La création du Regroupement est encore au stade embryonnaire et il y a encore bien des éléments à mettre en place, précise-t-il. Les administrateurs du RESQ sont tous bénévoles et les projets avancent grâce au temps que chacun d’eux peut y consacrer. La transaction impliquant son cabinet a d’ailleurs retardé ses propres efforts en la matière.
« Je suis passionné par ce métier. On porte le titre d’expert, mais dans les faits, on doit être bon dans tout, car nous touchons à tellement de domaines. La gestion d’un dossier de réclamation, c’est vraiment passionnant. C’est ça qu’il faut faire comprendre si l’on veut avoir une relève », dit-il.
Groupe d’intervention
Le 8 décembre dernier, l’Autorité des marchés financiers (AMF) a annoncé la création d’un groupe d’intervention sur l’expertise en règlement de sinistres au Québec.
Le mandat du groupe d’intervention qui sera coordonné par l’Autorité est de conseiller rapidement et efficacement le régulateur lorsqu’il lui faut déterminer si les circonstances justifient de déclencher une permission, par exemple, lors d’une catastrophe naturelle ou d’un événement météorologique extrême.
L’Autorité fait un appel de candidatures pour trouver 13 personnes pour former le groupe d’intervention, qui comprendra deux représentants de groupes dédiés à la défense et à la promotion des droits des consommateurs. Les personnes qui désirent soumettre leur candidature ont jusqu’au 20 janvier 2026 pour soumettre leur nom.

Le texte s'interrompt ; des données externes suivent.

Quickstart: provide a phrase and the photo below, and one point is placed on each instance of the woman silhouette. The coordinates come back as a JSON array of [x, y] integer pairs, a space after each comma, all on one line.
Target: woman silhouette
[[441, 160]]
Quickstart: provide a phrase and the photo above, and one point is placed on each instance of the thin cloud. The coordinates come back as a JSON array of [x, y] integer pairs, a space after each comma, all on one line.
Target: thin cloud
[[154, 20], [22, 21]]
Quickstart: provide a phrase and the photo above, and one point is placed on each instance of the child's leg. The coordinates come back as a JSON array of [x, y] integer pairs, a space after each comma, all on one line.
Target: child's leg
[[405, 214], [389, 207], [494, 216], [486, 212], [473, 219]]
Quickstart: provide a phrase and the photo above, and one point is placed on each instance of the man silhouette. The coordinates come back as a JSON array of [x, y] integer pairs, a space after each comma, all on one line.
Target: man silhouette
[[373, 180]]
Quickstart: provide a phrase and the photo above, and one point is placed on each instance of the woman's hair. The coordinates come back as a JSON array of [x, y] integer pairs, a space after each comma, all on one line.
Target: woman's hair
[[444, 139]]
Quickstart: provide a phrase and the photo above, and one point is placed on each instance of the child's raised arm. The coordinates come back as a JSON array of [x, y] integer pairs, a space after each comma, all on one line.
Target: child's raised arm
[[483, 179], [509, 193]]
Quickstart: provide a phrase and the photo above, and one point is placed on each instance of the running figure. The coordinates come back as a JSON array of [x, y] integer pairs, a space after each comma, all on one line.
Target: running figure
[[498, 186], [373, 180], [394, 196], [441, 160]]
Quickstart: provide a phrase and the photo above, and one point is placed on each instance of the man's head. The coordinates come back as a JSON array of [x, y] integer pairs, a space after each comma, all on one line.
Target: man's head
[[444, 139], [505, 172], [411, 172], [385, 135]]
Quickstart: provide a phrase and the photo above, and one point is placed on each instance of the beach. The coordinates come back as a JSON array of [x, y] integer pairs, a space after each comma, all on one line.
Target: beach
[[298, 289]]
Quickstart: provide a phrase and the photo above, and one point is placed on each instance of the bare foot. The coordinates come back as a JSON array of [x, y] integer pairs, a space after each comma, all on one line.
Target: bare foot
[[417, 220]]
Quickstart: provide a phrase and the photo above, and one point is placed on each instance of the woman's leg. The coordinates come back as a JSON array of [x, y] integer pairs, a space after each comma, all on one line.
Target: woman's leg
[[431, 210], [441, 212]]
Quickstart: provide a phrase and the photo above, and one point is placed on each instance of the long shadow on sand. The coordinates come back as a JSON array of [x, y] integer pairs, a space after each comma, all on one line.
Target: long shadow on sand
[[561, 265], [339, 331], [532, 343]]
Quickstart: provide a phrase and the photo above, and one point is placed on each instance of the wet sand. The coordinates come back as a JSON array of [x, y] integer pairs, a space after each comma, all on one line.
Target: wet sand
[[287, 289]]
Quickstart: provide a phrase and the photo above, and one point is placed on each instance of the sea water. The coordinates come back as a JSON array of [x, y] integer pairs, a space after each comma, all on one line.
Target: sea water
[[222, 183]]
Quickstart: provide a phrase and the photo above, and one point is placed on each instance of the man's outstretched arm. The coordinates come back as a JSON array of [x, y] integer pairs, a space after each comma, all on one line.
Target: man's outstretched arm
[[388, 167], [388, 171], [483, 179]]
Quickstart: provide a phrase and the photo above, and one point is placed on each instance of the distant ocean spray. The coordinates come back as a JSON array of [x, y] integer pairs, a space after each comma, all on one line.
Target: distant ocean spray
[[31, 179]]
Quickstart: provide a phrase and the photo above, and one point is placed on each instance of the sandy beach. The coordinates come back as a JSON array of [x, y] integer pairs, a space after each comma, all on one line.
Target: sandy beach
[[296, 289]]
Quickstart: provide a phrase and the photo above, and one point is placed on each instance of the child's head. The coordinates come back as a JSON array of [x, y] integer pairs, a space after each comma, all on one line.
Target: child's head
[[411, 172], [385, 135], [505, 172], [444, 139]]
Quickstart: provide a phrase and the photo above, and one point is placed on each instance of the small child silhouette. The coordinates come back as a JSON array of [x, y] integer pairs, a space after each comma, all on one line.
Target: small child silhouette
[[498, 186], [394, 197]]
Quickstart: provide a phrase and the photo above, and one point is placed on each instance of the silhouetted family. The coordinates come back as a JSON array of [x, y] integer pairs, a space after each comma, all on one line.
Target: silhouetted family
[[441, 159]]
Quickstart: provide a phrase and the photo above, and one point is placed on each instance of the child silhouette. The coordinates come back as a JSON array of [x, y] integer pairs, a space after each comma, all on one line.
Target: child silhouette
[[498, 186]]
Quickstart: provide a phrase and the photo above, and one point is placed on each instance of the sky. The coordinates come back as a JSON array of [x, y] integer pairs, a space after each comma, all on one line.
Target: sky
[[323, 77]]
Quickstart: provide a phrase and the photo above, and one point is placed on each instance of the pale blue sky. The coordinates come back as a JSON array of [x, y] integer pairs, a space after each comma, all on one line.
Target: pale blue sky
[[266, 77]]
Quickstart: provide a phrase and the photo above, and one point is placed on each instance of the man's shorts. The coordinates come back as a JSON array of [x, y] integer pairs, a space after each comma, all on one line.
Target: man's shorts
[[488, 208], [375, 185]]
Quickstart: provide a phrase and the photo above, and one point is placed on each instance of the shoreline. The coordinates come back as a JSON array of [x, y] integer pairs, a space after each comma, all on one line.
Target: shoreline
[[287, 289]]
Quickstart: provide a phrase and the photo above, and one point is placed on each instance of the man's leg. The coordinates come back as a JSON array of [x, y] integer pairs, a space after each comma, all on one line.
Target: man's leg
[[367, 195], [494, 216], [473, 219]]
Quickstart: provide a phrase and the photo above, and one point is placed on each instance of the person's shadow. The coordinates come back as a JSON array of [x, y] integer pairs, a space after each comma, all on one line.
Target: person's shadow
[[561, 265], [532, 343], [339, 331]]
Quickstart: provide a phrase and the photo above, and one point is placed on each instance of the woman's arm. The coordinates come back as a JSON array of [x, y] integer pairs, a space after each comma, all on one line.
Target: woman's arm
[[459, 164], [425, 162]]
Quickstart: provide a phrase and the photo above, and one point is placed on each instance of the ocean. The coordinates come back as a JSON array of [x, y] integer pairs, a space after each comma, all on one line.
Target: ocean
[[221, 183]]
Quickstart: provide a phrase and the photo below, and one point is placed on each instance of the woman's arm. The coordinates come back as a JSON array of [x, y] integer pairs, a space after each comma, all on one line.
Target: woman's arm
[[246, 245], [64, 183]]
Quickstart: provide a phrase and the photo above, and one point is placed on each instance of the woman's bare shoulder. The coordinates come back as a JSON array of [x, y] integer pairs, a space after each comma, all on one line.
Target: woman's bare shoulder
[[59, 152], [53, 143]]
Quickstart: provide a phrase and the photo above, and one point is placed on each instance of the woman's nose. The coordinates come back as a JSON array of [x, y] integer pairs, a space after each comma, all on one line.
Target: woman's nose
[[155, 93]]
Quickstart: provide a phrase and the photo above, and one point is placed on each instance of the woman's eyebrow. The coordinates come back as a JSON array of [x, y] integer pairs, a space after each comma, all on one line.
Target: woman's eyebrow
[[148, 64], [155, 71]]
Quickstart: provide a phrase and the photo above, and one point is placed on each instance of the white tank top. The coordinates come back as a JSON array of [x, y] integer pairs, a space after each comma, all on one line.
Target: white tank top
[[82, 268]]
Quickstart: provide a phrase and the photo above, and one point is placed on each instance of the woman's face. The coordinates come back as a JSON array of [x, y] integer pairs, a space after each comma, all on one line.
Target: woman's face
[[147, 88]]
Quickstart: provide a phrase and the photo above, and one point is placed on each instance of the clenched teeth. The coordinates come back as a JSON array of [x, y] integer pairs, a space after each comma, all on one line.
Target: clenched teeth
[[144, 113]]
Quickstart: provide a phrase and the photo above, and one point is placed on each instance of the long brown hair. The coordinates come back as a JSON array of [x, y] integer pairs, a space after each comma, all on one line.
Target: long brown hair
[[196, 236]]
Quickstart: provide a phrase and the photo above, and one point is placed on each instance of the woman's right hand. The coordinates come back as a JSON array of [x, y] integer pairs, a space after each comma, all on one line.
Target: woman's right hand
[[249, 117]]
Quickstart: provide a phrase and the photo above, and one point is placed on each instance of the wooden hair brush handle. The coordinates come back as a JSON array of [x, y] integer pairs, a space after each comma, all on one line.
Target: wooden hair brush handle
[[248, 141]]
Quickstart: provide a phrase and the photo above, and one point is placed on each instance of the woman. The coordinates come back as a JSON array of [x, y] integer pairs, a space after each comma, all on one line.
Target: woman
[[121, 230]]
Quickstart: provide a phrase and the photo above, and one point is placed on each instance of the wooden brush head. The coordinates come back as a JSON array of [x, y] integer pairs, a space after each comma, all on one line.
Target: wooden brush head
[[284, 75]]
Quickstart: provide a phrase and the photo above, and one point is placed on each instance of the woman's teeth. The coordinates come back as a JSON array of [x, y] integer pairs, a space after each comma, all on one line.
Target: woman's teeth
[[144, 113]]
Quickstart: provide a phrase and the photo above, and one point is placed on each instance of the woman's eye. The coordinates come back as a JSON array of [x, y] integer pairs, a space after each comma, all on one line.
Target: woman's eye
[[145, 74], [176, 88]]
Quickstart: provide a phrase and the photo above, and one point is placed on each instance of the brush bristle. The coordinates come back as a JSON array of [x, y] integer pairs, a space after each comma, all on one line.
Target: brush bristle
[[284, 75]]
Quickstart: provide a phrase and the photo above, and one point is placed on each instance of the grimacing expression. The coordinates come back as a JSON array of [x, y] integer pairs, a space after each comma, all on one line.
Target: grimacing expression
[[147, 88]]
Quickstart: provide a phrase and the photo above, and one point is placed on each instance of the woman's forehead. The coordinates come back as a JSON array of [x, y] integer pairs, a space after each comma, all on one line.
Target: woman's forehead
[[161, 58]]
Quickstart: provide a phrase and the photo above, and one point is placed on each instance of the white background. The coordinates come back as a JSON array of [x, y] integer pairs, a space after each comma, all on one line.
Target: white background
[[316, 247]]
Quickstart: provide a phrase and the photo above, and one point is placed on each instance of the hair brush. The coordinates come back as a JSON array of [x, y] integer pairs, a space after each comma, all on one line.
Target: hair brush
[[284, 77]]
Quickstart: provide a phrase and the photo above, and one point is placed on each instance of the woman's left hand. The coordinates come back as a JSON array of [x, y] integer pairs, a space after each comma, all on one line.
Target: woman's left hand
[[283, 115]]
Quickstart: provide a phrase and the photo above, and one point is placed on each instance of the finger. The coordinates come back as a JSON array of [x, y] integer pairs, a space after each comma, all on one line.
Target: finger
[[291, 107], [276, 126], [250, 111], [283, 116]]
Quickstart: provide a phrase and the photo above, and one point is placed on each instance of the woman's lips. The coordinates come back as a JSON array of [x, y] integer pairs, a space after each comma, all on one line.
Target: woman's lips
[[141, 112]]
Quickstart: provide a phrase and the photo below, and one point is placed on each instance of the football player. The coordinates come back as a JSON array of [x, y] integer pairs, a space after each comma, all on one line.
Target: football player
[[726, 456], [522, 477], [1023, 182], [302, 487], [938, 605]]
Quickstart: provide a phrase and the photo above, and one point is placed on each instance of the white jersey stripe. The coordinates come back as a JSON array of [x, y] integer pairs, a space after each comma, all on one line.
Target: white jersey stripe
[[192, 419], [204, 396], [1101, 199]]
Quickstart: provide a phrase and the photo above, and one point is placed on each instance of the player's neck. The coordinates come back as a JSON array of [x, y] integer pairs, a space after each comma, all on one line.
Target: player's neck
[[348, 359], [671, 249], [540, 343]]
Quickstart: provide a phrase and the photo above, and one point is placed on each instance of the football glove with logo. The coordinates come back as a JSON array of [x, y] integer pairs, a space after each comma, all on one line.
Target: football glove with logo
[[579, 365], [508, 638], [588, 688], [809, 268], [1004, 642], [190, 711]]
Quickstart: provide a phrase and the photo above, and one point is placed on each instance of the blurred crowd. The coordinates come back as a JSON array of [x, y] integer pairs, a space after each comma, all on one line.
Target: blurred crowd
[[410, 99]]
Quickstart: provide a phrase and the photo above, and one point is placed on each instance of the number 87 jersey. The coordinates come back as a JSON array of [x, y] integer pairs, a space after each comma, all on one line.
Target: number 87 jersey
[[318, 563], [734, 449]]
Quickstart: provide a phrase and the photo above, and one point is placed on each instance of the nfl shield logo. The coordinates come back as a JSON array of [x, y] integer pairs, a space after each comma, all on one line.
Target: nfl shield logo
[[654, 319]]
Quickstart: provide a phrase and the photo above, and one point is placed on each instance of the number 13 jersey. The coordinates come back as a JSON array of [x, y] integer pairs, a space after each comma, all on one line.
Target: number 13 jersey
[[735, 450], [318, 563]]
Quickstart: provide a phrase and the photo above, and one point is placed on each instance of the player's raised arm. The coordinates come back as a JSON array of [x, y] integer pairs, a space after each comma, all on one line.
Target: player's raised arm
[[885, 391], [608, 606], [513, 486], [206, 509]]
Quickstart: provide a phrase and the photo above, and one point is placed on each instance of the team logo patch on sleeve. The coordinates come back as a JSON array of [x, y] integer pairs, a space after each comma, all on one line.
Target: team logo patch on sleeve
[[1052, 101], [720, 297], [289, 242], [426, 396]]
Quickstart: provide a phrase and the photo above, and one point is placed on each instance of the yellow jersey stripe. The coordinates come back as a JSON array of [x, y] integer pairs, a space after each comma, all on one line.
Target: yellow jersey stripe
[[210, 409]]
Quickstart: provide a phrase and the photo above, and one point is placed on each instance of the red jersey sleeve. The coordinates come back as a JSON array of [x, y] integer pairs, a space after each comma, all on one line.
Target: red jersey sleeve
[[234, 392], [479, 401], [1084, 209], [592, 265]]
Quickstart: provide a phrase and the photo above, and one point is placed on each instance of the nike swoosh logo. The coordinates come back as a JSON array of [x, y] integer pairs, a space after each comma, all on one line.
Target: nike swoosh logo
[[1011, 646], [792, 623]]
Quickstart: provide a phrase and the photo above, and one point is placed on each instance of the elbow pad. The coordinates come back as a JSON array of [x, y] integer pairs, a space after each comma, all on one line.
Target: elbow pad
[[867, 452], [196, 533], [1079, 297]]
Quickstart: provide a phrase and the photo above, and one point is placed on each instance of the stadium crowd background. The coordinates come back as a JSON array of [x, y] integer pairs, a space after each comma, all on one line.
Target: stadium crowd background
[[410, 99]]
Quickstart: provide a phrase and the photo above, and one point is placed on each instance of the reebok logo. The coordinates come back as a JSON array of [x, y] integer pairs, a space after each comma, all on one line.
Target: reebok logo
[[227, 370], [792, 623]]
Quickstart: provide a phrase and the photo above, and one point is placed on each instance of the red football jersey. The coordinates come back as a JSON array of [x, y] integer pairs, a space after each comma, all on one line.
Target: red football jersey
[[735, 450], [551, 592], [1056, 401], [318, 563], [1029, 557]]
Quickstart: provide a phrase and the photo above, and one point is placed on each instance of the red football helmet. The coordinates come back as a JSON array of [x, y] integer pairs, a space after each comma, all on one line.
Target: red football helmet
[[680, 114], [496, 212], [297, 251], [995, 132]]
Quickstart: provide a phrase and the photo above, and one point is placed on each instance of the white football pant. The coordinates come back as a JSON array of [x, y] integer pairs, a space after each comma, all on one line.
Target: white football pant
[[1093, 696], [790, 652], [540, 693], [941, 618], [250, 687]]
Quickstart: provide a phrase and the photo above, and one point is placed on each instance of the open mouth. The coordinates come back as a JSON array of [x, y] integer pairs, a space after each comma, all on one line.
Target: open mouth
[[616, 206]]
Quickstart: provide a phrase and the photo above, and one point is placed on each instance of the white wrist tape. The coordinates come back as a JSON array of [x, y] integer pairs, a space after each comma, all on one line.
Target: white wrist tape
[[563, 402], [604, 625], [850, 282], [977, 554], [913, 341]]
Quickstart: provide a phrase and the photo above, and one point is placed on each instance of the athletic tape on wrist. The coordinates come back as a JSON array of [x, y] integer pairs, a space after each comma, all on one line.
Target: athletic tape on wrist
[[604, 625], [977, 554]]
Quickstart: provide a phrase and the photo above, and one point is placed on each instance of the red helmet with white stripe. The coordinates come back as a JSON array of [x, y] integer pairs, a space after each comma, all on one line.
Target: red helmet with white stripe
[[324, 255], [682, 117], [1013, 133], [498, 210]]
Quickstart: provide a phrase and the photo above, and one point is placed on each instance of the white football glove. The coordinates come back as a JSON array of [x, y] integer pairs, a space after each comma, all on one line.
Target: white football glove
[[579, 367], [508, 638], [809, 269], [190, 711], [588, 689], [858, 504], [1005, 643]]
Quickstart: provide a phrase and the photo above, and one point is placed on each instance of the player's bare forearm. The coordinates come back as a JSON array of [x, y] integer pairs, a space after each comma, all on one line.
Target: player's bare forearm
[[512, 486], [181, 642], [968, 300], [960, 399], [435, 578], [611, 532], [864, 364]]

Jonathan Fradet insiste d’ailleurs sur la nécessité pour le RESQ d’être représenté au sein des comités consultatifs mis sur pied par l’Autorité, pour faire valoir le point de vue des professionnels de la réclamation après sinistre. « Dans les consultations, on n’était presque jamais là. Pourtant, on est ceux qui donnent le service sur le terrain. On est en première ligne. On est les gens qui peuvent aider à faire avancer les choses », dit-il.
Grâce à un RESQ comptant sur l’adhésion de toute l’industrie, il sera possible de créer des alliances et des partenariats qui aideront à trouver des solutions lorsque les circonstances l’exigent, comme c’est le cas à la suite d’une catastrophe majeure provoquant de nombreuses réclamations. « Avant de penser à utiliser des surnuméraires, on doit faire en sorte de faire appel à tous les professionnels certifiés, tout ça avec la protection du public en tête », explique M. Fradet.